41. The advanced parent knows that absolute obedience is absolutely good for home use only. Teach your child how to get rid of shame by shifting responsibility to appropriate others, circumstances, and chance. Let those who think a lot about themselves - hypocritical, pitiful, envious people - become to blame for all his troubles. They are the ones who provoke fights. They lie and steal, but he won't hurt a fly - "look so good." When no one hears, humiliate other children and their parents. It's true - they deserve it.

42. Admire the child for what he wanted to do but never did. After all, good intentions are better than bad deeds.

43. Impose a role on the child as early as possible. Boys do not cry, do not take offense, do not fear. Girls are neat, self-disciplined and modest. Let the boy immediately learn to hide his feelings, and when they accumulate, rip them off on others. Let the girl polish in advance the skill of finding cunning ways to get her own.

44. The child should participate in conflicts between dad and mom. Excessive naivety in family matters will then interfere with him. Therefore, at the age of 5, you should know that if it were not for him, you would have divorced a long time ago. Drag it to your side. And he must know all the details. Including that it might not have been, because my mother "wanted to have an abortion, but she was then dissuaded."

45. If possible, reveal the whole truth to the child.
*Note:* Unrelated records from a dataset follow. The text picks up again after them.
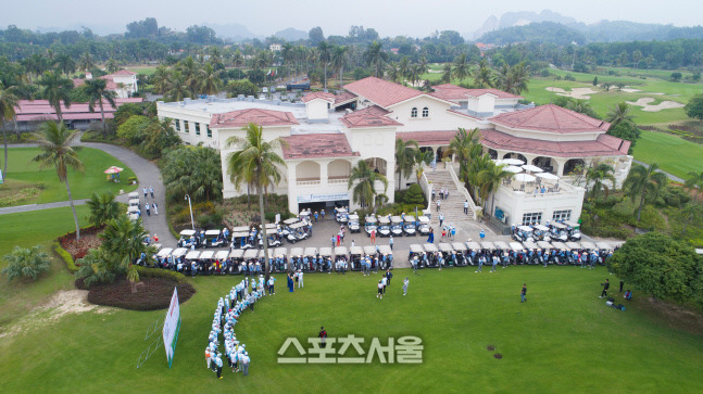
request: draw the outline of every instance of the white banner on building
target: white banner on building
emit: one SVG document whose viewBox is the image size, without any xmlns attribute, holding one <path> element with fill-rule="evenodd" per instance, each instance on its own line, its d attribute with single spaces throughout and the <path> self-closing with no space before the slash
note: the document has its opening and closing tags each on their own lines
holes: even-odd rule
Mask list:
<svg viewBox="0 0 703 394">
<path fill-rule="evenodd" d="M 174 288 L 174 294 L 171 297 L 171 306 L 164 320 L 164 347 L 166 348 L 166 358 L 168 368 L 173 363 L 174 353 L 176 353 L 176 341 L 178 341 L 178 331 L 180 330 L 180 306 L 178 304 L 178 291 Z"/>
<path fill-rule="evenodd" d="M 299 203 L 318 203 L 323 201 L 349 200 L 349 192 L 332 194 L 303 194 L 298 196 Z"/>
</svg>

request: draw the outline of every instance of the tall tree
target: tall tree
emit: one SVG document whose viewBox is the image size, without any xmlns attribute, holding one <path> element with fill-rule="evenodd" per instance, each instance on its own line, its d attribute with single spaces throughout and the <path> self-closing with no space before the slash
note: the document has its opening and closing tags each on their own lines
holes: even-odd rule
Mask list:
<svg viewBox="0 0 703 394">
<path fill-rule="evenodd" d="M 244 127 L 246 137 L 230 137 L 227 147 L 236 145 L 237 151 L 227 157 L 227 166 L 234 181 L 242 178 L 234 177 L 237 171 L 249 173 L 243 178 L 259 192 L 259 214 L 261 219 L 262 240 L 264 244 L 264 262 L 266 265 L 266 280 L 271 277 L 271 262 L 268 260 L 268 237 L 266 236 L 266 215 L 264 214 L 264 193 L 269 187 L 278 185 L 281 179 L 280 168 L 286 167 L 286 162 L 276 153 L 278 147 L 286 142 L 280 138 L 265 141 L 263 128 L 254 123 Z M 234 171 L 233 171 L 234 170 Z M 237 185 L 237 183 L 235 183 Z"/>
<path fill-rule="evenodd" d="M 606 181 L 611 182 L 611 187 L 615 188 L 615 176 L 613 175 L 615 169 L 613 166 L 605 163 L 600 163 L 595 167 L 590 167 L 586 174 L 586 182 L 592 182 L 591 192 L 593 193 L 593 199 L 598 199 L 601 190 L 605 191 L 605 198 L 610 193 L 608 187 L 605 185 Z"/>
<path fill-rule="evenodd" d="M 5 178 L 8 177 L 8 135 L 4 128 L 4 123 L 14 119 L 17 101 L 15 88 L 4 88 L 2 82 L 0 82 L 0 128 L 2 128 L 2 141 L 4 143 L 4 165 L 2 168 L 2 176 Z"/>
<path fill-rule="evenodd" d="M 413 170 L 415 150 L 419 145 L 415 140 L 403 141 L 401 138 L 396 139 L 396 174 L 398 174 L 398 190 L 403 181 L 403 173 L 407 175 Z"/>
<path fill-rule="evenodd" d="M 644 167 L 640 164 L 635 164 L 630 168 L 630 174 L 625 179 L 623 189 L 629 192 L 632 201 L 640 196 L 640 205 L 637 208 L 637 221 L 640 221 L 642 216 L 642 206 L 644 205 L 644 199 L 649 196 L 654 200 L 660 194 L 660 192 L 666 187 L 668 178 L 664 173 L 656 171 L 660 168 L 660 165 L 656 163 L 650 164 L 649 167 Z"/>
<path fill-rule="evenodd" d="M 57 72 L 45 72 L 39 85 L 43 87 L 41 94 L 49 101 L 49 105 L 53 106 L 57 111 L 59 122 L 63 124 L 63 113 L 61 111 L 61 103 L 71 107 L 71 90 L 73 90 L 73 81 L 64 78 Z"/>
<path fill-rule="evenodd" d="M 33 161 L 39 163 L 40 168 L 53 166 L 57 170 L 59 180 L 66 186 L 73 220 L 76 225 L 76 240 L 80 239 L 80 227 L 78 226 L 78 216 L 76 207 L 73 204 L 71 187 L 68 186 L 68 167 L 83 171 L 84 166 L 78 158 L 78 149 L 80 147 L 71 147 L 74 140 L 79 136 L 77 130 L 68 130 L 63 124 L 55 122 L 46 122 L 39 127 L 39 131 L 33 134 L 39 144 L 41 153 L 36 155 Z"/>
<path fill-rule="evenodd" d="M 375 196 L 378 194 L 375 188 L 376 181 L 384 183 L 385 193 L 388 190 L 386 176 L 374 171 L 365 161 L 359 161 L 349 177 L 349 189 L 352 190 L 353 201 L 362 206 L 374 206 Z"/>
<path fill-rule="evenodd" d="M 108 81 L 100 78 L 86 80 L 86 93 L 88 94 L 88 110 L 96 111 L 96 103 L 100 106 L 100 117 L 102 118 L 102 131 L 105 131 L 105 110 L 104 101 L 113 109 L 116 109 L 115 98 L 117 93 L 113 90 L 108 90 Z"/>
</svg>

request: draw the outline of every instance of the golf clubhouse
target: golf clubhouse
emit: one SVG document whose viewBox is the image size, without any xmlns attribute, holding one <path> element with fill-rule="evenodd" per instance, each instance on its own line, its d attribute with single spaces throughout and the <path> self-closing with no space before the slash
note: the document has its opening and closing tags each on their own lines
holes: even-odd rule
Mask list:
<svg viewBox="0 0 703 394">
<path fill-rule="evenodd" d="M 211 97 L 159 102 L 158 114 L 173 119 L 185 143 L 219 151 L 225 198 L 247 193 L 229 180 L 226 162 L 236 149 L 227 145 L 230 137 L 243 137 L 243 127 L 252 122 L 262 126 L 264 138 L 285 140 L 279 152 L 287 164 L 285 179 L 271 191 L 287 194 L 293 213 L 321 205 L 357 208 L 348 181 L 359 161 L 386 176 L 386 195 L 394 202 L 397 138 L 417 141 L 422 150 L 431 150 L 438 162 L 450 157 L 435 170 L 450 173 L 457 189 L 465 192 L 456 178 L 459 163 L 448 153 L 459 128 L 479 128 L 485 151 L 495 160 L 538 167 L 516 174 L 516 179 L 495 193 L 492 213 L 503 221 L 549 221 L 563 216 L 577 220 L 585 189 L 570 173 L 607 162 L 619 185 L 629 171 L 629 142 L 607 136 L 607 123 L 556 105 L 523 105 L 520 97 L 497 89 L 449 84 L 434 88 L 428 93 L 368 77 L 346 85 L 337 94 L 312 92 L 296 102 Z M 536 173 L 551 176 L 537 177 Z M 400 181 L 405 187 L 417 180 L 410 175 Z M 376 187 L 384 192 L 381 185 Z M 427 194 L 432 188 L 425 176 L 420 187 Z M 468 194 L 459 198 L 464 196 Z M 476 211 L 474 202 L 469 203 Z"/>
</svg>

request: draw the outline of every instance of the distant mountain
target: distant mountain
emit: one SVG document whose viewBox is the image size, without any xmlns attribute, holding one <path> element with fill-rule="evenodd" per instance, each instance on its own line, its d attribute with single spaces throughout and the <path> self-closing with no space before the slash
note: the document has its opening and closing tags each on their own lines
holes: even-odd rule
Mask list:
<svg viewBox="0 0 703 394">
<path fill-rule="evenodd" d="M 247 28 L 244 25 L 238 23 L 228 23 L 224 25 L 217 24 L 205 24 L 205 26 L 212 28 L 217 34 L 219 38 L 230 38 L 234 41 L 241 41 L 252 38 L 263 39 L 263 36 L 255 35 Z"/>
<path fill-rule="evenodd" d="M 276 31 L 276 34 L 274 36 L 276 36 L 278 38 L 283 38 L 286 41 L 306 40 L 307 39 L 307 31 L 299 30 L 297 28 L 289 27 L 287 29 Z"/>
</svg>

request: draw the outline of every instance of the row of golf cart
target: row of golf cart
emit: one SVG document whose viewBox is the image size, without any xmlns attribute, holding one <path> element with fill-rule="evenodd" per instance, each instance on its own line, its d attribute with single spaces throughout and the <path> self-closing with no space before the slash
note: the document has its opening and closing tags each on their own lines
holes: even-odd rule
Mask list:
<svg viewBox="0 0 703 394">
<path fill-rule="evenodd" d="M 605 265 L 615 247 L 607 242 L 441 242 L 410 245 L 413 268 L 491 265 Z"/>
<path fill-rule="evenodd" d="M 231 231 L 227 228 L 210 230 L 180 231 L 179 247 L 231 247 L 231 249 L 263 249 L 263 231 L 261 225 L 235 227 Z M 266 224 L 266 239 L 268 247 L 281 246 L 284 241 L 296 243 L 305 240 L 312 234 L 312 224 L 307 220 L 291 218 L 280 224 Z"/>
<path fill-rule="evenodd" d="M 579 225 L 570 221 L 554 221 L 547 223 L 545 225 L 531 225 L 531 226 L 513 226 L 513 239 L 517 242 L 524 241 L 575 241 L 581 240 L 581 232 Z"/>
<path fill-rule="evenodd" d="M 161 249 L 153 256 L 158 268 L 186 275 L 259 275 L 265 272 L 264 251 L 235 249 L 229 251 L 192 251 L 186 247 Z M 274 272 L 302 270 L 305 272 L 343 274 L 347 270 L 391 269 L 393 253 L 389 246 L 286 247 L 268 250 Z"/>
</svg>

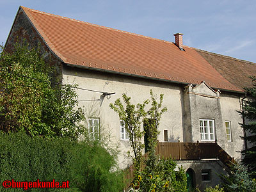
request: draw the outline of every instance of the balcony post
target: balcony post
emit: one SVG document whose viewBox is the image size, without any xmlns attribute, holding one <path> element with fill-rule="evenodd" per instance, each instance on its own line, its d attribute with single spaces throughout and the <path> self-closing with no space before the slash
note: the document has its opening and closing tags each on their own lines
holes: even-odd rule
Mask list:
<svg viewBox="0 0 256 192">
<path fill-rule="evenodd" d="M 200 159 L 200 146 L 199 146 L 199 141 L 196 141 L 196 147 L 197 147 L 197 156 L 198 157 L 198 159 Z"/>
<path fill-rule="evenodd" d="M 180 152 L 180 141 L 179 140 L 179 159 L 181 160 L 181 152 Z"/>
</svg>

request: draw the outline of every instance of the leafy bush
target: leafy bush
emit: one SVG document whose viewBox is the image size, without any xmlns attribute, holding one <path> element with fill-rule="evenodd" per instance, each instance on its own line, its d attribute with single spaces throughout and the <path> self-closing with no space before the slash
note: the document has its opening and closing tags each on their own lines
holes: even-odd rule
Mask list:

The girl should know that all men are bastards, and the boy should know that all women are bitches. And only you really love him. Let him understand that your overprotection and spying on any actions is a necessary necessity and his protection from painful disappointments.

46. If a child does something wrong, you suffer terribly, get sick and are about to die. He should not become an egotist who "thinks of himself more than you." Remind about yourself and what he would have become if not for you. Help words: “you want my death”, “you will bring me to the grave”, “you frayed all my nerves”, “if I hadn’t flogged, I would have rolled downhill”.

47. Never listen to or respond to a child who speaks to you. Otherwise, he may decide that he is important to you and then he will definitely "sit on your neck." As a last resort, face whatever he says with dismay, assuming the worst. Help words: "Well, what else?", "How did you get it?"

48. Demand to ask for forgiveness and promise "I will not do this anymore" for any petty prank. The smaller the offense, the stronger the punishment should be. Feel free to put it in a corner, leave it without communication for days, threaten to give it back, defiantly leave, whip it well, finally. A child should wonder with horror what monstrous punishments await him in more serious cases: “death? no - this, most likely, will not be enough. " This will discourage him from any desire to "do wrong."

49. Shushukite. Speak to him in a feigned childish voice. Call him bunny, mouse, sun, kitty. However, when you are about to punish him, pronounce his name in such a tone that he flinches with fear. Finally, indicate that you love him very much when he is not him and hate in the opposite case.

50. You cannot be wrong. You know everything because you are a parent. Do not show your child doubts and your weakness - children feel it. Do not be afraid to use contradictory methods: the child believes you - he is so made. The more confused the child's consciousness is, the richer his future life. If something did not work out for you, the child is to blame.